DJ Times: Your beginnings lie in the warehouse rave scene of the early 1990s. What kinds of attributes were particularly appealing to you in those events?
Gary Richards: There were so many things about it that were appealing, but the number-one most important thing to me was the music. I never really heard it. I’d heard elements of electronic music in different music I was listening to, whether it was hip hop or even Kraftwerk. I loved Electric Café and Computer World so much, but I didn’t really know why. Then I went to the underground warehouse scene and I heard all of these records that were like that, but even pumped up more. You couldn’t even really hear electronic music, so I never really heard it or knew about it other than going to those events. Then I started digging and going to record stores, and the people were just crazy—just off-the-wall weird. This was something I’d never seen in life. I was born on New Year’s Eve, so I always felt I was born to throw a party and have a good time, but this was like the next level.
DJ Times: What was the coming-to-the-light moment when you were thought, “I want to throw my own?”
Richards: There were two. I’m a bit of an entrepreneur. One time where I was with my buddies and these people were trying to get drinks, but no one knew how to get beer out of a keg. There was a long line of people waiting to get a beer with nobody pumping it out, so I jumped behind the bar and I tapped one of the kegs and just started pouring. All of a sudden, people starting tipping me and giving me a dollar for a beer. I grabbed my two buddies and said, “Get back here,” and we all started pouring. We left that night and got home with all of these beer-soaked $1 bills. I thought maybe there was a way to go to these events and make money at the same time.
DJ Times: And the other?
Richards: People would come to our apartment afterwards. [The party] would end at like 4 a.m. or something and then everyone would come back to our apartment.
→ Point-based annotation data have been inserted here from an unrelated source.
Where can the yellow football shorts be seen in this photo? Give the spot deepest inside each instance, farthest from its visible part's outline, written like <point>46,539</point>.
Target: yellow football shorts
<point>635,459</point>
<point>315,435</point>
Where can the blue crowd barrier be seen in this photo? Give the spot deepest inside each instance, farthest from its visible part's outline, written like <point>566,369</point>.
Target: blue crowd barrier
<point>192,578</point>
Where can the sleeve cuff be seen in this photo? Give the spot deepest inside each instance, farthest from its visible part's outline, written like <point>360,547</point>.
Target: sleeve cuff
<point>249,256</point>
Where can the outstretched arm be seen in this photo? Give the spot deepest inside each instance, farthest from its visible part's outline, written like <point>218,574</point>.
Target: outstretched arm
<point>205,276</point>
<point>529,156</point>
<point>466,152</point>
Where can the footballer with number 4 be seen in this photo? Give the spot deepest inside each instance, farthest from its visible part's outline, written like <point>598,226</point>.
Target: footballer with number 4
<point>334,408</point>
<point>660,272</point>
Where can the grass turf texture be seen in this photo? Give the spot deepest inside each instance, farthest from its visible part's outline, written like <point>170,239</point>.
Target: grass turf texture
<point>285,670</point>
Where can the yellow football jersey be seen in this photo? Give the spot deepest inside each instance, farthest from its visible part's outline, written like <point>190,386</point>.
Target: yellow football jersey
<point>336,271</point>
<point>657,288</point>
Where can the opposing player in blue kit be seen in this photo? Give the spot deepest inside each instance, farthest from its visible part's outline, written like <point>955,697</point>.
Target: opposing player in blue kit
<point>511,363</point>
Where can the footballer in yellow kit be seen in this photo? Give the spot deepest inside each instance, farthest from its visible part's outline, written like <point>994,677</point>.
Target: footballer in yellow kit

Our apartment started getting destroyed, so me and my two roommates kind of came up with this idea to start our own club, like an afterhours thing. In Los Angeles, you can serve booze at 6 a.m., so we did and started a club called The Sermon. Me and my two buddies, Greg and John, would dress up like priests and we would go to the big underground warehouse party and tell people to come to The Sermon on Sunday morning. We started that way, and in the beginning nobody showed up, but after the third or fourth week it started getting pretty packed and I started making good money. I was delivering pizza at the time, so I said, “Fuck it, I’m just going to do this.”
DJ Times: What about Rave America at Knott’s Berry Farm? It’s such an iconic event in the pantheons of American electronic music events. Looking back, what kind of significance do you place on that event specifically?
Richards: Well, number one… the sheer numbers of it. We had sold out in advance with 17,000 or 18,000. I remember telling Knott’s Berry Farm that we never even sold advance tickets before, so if we had sold 18,000 tickets already, they’re would probably be another 18,000 people walking up and they better be prepared. They were laughing at me like, “Oh, we know how to run our park and we know what we’re doing,” so I think just the sheer numbers of it really caught the attention.
DJ Times: What about after the event?
Richards: The Los Angeles Times ran this big piece about how 18,000 raving fans can’t be wrong. Rob Light from [Creative Artists Agency] came and had a meeting with me, and he couldn’t figure out how I got that many people there with no headliners, and no acts. It was like a changing of the guard where it was more about the brand and the event than what acts were actually playing. For me, the reason why I did it—how I thought about it in my head—was I felt like the scene wasn’t underground anymore. It was getting played out, so what I thought was, “You know, I don’t really want to be a part of this anymore because it’s not really what it stood for.” I thought I’d just do one big sellout, and then I went to work in the record business and got out of being a concert promoter for a while.